Done and done. Edited the whole post to make it more readable, and have more info. The original post now has enough information that ANYONE should be able to install the PC5 for a 2009 ZX6R on to their 2003-2006 Z1000 without having the service manual, wiring diagrams, or Power Commander instruction sheet, for either bike. This thread should be all you need.
Would be really interested to hear what you get out (hp and tourqe?) of your z1000 with pc5 and a good map?
Dynagrego Is a hell of a guy! He said he would give me all the help I needed if I needed any. And was to go ahead and do the ZX10r throttle body swap on mine. Still have the ZX10r throttle bodies. But I'm to old to be worrying about doing it. I mostly just enjoy the doing! But my bike is pretty smooth as I have it now and I'm happy with her. But you never know!!
Great write up pal im planning on doing this to mine iv just ordered the pc5 We're did you get the ivans fuel cut elimator thanks
Great write up pal im planning on doing this to mine iv just ordered the pc5 We're did you get the ivans fuel cut elimator thanks
you won’t find any of ivans stuff on the market. Your best option is to call him. Also, this isn’t just to you but everyone, check through your PC5 maps well, compare them and see what looks right. The first time I put one on my 3rd gen the “akra slip ons” canned map was way too rich, was basically a full system map and slowed my bike down so much I struggled to pass cars. I would just send my ECU to Ivan for the fuel cut elim and I would have him email his PC5 map. It’ll be better than what you could do with a month of riding and using auto tune. (Which for the price and time might as well pay the master for a better result)
Thanks any got any details on how I can get in touch with Ivan thanks
This was a great thread,but the information in it is old and out dated.

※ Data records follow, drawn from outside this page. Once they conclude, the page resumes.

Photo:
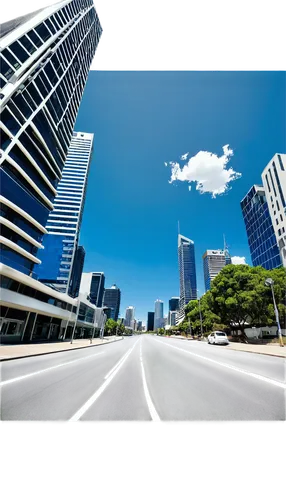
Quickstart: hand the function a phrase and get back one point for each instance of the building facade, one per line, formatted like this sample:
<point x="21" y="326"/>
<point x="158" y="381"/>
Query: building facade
<point x="76" y="273"/>
<point x="129" y="316"/>
<point x="64" y="222"/>
<point x="45" y="60"/>
<point x="159" y="314"/>
<point x="111" y="299"/>
<point x="150" y="321"/>
<point x="262" y="241"/>
<point x="274" y="183"/>
<point x="174" y="304"/>
<point x="213" y="262"/>
<point x="92" y="284"/>
<point x="187" y="273"/>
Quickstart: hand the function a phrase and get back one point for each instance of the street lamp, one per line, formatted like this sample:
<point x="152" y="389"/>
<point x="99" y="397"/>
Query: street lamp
<point x="270" y="282"/>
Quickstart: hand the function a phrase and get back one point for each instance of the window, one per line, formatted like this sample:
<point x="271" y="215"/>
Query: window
<point x="11" y="59"/>
<point x="35" y="39"/>
<point x="9" y="121"/>
<point x="27" y="44"/>
<point x="6" y="70"/>
<point x="280" y="162"/>
<point x="19" y="52"/>
<point x="50" y="26"/>
<point x="43" y="32"/>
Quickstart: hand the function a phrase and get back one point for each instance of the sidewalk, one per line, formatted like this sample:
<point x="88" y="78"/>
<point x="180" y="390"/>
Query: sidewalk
<point x="15" y="351"/>
<point x="271" y="350"/>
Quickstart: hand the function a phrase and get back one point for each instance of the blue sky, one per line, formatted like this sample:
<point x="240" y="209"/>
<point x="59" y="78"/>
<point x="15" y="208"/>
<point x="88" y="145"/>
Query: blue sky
<point x="143" y="118"/>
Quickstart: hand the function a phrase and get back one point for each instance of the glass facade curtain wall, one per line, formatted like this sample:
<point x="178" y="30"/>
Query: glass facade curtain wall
<point x="45" y="59"/>
<point x="260" y="232"/>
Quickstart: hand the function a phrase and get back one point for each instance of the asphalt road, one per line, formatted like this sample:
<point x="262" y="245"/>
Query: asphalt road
<point x="144" y="379"/>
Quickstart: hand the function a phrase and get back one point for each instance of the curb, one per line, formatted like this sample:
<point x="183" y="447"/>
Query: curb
<point x="249" y="352"/>
<point x="54" y="352"/>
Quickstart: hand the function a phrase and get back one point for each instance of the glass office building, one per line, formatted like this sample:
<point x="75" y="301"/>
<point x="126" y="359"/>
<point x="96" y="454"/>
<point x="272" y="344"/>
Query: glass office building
<point x="260" y="232"/>
<point x="150" y="321"/>
<point x="159" y="314"/>
<point x="187" y="273"/>
<point x="274" y="183"/>
<point x="213" y="262"/>
<point x="64" y="222"/>
<point x="111" y="299"/>
<point x="45" y="58"/>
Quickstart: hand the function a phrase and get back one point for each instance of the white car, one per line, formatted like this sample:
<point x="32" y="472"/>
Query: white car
<point x="218" y="337"/>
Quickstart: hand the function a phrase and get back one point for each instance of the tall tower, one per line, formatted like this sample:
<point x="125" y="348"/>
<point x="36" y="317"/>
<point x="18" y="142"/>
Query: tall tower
<point x="64" y="222"/>
<point x="274" y="183"/>
<point x="262" y="242"/>
<point x="111" y="299"/>
<point x="159" y="314"/>
<point x="187" y="272"/>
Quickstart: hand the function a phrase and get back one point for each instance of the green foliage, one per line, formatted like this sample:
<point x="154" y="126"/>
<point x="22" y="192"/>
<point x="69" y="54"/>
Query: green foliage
<point x="239" y="295"/>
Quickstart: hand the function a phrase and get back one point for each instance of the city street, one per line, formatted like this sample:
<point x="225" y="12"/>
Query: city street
<point x="144" y="379"/>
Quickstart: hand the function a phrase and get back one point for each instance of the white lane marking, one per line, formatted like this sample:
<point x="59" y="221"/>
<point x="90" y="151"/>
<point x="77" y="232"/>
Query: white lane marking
<point x="120" y="361"/>
<point x="45" y="370"/>
<point x="75" y="418"/>
<point x="262" y="378"/>
<point x="151" y="407"/>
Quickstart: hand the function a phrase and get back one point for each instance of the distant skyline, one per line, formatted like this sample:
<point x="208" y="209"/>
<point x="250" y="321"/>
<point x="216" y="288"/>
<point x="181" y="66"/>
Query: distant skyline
<point x="229" y="122"/>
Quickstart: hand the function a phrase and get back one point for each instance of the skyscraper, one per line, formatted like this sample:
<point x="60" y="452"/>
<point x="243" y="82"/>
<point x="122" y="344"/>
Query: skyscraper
<point x="274" y="183"/>
<point x="174" y="304"/>
<point x="213" y="262"/>
<point x="64" y="222"/>
<point x="92" y="284"/>
<point x="111" y="298"/>
<point x="187" y="272"/>
<point x="129" y="316"/>
<point x="259" y="228"/>
<point x="45" y="60"/>
<point x="150" y="321"/>
<point x="159" y="314"/>
<point x="76" y="273"/>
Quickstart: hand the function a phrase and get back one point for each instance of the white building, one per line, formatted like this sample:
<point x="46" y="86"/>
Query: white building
<point x="129" y="316"/>
<point x="274" y="182"/>
<point x="159" y="314"/>
<point x="213" y="262"/>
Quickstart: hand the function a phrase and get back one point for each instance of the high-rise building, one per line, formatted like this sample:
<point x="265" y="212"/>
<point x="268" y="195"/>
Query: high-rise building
<point x="262" y="242"/>
<point x="172" y="318"/>
<point x="76" y="273"/>
<point x="129" y="316"/>
<point x="213" y="262"/>
<point x="159" y="314"/>
<point x="274" y="183"/>
<point x="92" y="284"/>
<point x="45" y="60"/>
<point x="150" y="321"/>
<point x="187" y="272"/>
<point x="174" y="304"/>
<point x="111" y="298"/>
<point x="64" y="222"/>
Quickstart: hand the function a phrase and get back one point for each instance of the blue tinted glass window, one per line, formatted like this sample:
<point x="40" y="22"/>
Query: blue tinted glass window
<point x="19" y="52"/>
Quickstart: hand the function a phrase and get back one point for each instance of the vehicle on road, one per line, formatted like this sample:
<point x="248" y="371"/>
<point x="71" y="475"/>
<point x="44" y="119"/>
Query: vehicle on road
<point x="218" y="337"/>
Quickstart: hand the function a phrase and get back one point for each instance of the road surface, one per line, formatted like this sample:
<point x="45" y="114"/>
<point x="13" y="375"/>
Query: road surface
<point x="144" y="379"/>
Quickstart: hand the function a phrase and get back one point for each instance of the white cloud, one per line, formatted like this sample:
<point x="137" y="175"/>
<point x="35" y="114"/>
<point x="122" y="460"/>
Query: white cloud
<point x="207" y="170"/>
<point x="238" y="260"/>
<point x="184" y="157"/>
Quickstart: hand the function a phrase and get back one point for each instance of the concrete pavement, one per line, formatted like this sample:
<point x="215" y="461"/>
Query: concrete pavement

Don't get me wrong. It's accurate, but it's 2015 accurate and we are in 2023.

You'll find that Ivan's fuel cut eliminator is not available anymore. The pcv maps were fine, back in the day, but the power commander is about as useful as a too light paperweight in 2023.

You don't need or want the pcv with his current flash. Even if you use auto tune, your maps won't be anything g like Ivan builds. You also don't mess with the tps sensor , anymore. Ivan has built all of that info the flash he sells us.

Ivan's work is available on his web site. He flashes the ecu on the same day it arrives, so downtime is minimal.

I'm also talking specifically about Ivan's flash. Ivan uses his own software to flash with. You won't get a flash that is as good, and as complete as what he sells from your local guy, no matter how skilled he might be.